Trump is made possible by this confluence of political factors, but also cultural factors. I’m not the only person to point out that “The Apprentice” was very popular. He’s painted as this big executive in the show, and it rated very highly early on. Everyone got to know Trump. And it brought him a certain kind of publicity that translated into political power. We’re seeing more of that now. Look at Dr. Mehmet Oz and Herschel Walker. They didn’t ultimately win, but they won their primaries. And the general elections were close, especially in Georgia. The fact that Walker came that close to winning says something about celebrity in politics. That’s how we live with celebrity now. We don’t have that relationship with politicians, and we don’t trust politicians in this country, but we love and adore celebrities.
We don’t have a Democratic Party that is interested in representing the interests of working-class people. That’s how I think Trump is possible. And that’s how Ron DeSantis becomes possible.
Are there any cracks or fissures that you see in the class rule of the new power elite? And what should organizers do today to mount a stronger challenge to the current order?
I outlined a few areas at the end of the book that I think are fertile for progressive efforts to diffuse elite power and work toward a more egalitarian order. One of them is the media. Quite frankly, I’m disgusted by the corporate media. I think it’s really important that we support and engage in all kinds of independent media. Truthout is an example — Truthout is great. Adolph Reed has this incredible online project called Nonsite. Without these outlets, we’d be missing something really important. We have these centers of information and commentary, and we need more of them.
We also have to center the concept of public goods in our political life. That’s been the primary frontier of the political establishment’s attack on working-class and poor people. I think that’s a really concrete, policy-driven space that people from all kinds of political backgrounds can focus on. Even people who are manipulated by the right believe in the importance of Social Security and Medicare. I think Bernie was really good at this.

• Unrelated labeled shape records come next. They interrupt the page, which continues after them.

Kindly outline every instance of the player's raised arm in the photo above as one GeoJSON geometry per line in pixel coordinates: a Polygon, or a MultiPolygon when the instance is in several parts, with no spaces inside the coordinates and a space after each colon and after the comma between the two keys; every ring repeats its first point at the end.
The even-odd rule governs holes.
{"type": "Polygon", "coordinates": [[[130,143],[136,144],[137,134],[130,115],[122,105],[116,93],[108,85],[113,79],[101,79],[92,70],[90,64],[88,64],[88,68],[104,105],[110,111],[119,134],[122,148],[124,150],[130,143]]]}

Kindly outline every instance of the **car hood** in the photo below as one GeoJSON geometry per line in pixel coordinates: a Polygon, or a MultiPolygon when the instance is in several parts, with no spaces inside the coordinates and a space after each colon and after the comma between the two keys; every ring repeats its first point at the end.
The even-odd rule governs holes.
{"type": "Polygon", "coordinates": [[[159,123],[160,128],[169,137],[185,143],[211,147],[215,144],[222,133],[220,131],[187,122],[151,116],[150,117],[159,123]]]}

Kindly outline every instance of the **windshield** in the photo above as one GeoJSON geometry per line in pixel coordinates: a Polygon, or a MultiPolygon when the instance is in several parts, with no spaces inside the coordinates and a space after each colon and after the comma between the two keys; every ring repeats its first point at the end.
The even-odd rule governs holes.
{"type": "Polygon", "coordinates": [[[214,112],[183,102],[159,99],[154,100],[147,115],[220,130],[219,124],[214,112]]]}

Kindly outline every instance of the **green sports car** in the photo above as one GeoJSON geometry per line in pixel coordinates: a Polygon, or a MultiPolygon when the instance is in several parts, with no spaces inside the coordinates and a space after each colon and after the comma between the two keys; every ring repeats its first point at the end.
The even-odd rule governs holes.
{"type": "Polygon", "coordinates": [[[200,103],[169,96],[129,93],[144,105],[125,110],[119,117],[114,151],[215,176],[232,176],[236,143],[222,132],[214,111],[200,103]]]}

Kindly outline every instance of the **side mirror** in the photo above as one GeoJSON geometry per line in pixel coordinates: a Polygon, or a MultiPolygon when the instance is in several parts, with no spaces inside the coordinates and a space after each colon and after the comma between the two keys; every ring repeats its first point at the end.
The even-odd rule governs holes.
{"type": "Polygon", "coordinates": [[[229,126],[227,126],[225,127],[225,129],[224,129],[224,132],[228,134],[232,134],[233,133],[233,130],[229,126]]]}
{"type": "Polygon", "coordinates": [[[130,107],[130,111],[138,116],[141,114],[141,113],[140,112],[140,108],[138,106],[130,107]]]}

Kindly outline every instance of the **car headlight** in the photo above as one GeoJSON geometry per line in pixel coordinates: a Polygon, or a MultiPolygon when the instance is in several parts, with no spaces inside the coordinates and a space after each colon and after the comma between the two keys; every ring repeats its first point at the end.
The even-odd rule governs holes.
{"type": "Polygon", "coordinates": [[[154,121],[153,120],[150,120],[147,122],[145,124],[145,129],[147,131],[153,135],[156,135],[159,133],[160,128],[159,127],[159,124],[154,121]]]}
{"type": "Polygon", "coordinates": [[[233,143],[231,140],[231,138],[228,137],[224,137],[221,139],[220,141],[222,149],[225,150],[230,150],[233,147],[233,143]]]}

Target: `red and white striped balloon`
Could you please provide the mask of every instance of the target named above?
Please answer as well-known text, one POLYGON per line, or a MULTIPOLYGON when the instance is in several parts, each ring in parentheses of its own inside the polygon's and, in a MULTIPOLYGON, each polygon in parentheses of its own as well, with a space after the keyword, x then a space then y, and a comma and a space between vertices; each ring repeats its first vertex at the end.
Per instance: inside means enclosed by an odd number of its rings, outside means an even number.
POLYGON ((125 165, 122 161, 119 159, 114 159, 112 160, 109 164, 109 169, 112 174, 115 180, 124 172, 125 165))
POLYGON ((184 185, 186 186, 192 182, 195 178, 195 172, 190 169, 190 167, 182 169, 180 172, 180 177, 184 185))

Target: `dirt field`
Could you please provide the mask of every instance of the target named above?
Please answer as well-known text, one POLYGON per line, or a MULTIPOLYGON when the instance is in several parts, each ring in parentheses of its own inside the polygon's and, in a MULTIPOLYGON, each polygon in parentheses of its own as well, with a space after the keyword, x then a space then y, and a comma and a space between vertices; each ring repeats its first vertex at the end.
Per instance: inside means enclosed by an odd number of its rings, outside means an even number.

Finally, I think, as a movement, we need to get out of our silos. There’s this fragmentation of movements. I really wanted my book to say to people: Elite power is so concentrated, and so deep, and so ruthless and violent, that there’s no way that one movement over here or over there is going to be able to take on all of these forces. This kind of siloing has to stop. I really believe that people need to get out of their comfort zones and do what Jane McAlevey called “organizing” as opposed to just mobilizing. Labor unions are really good at this. They’re willing to go beyond the converted. We need more institutions like that.
Until we have a real understanding as movements of the fundamental relation of capitalism undergirding all of our struggles, then I don’t think anything’s going to happen. In fact, it will just get worse.
This interview has been lightly edited for length and clarity.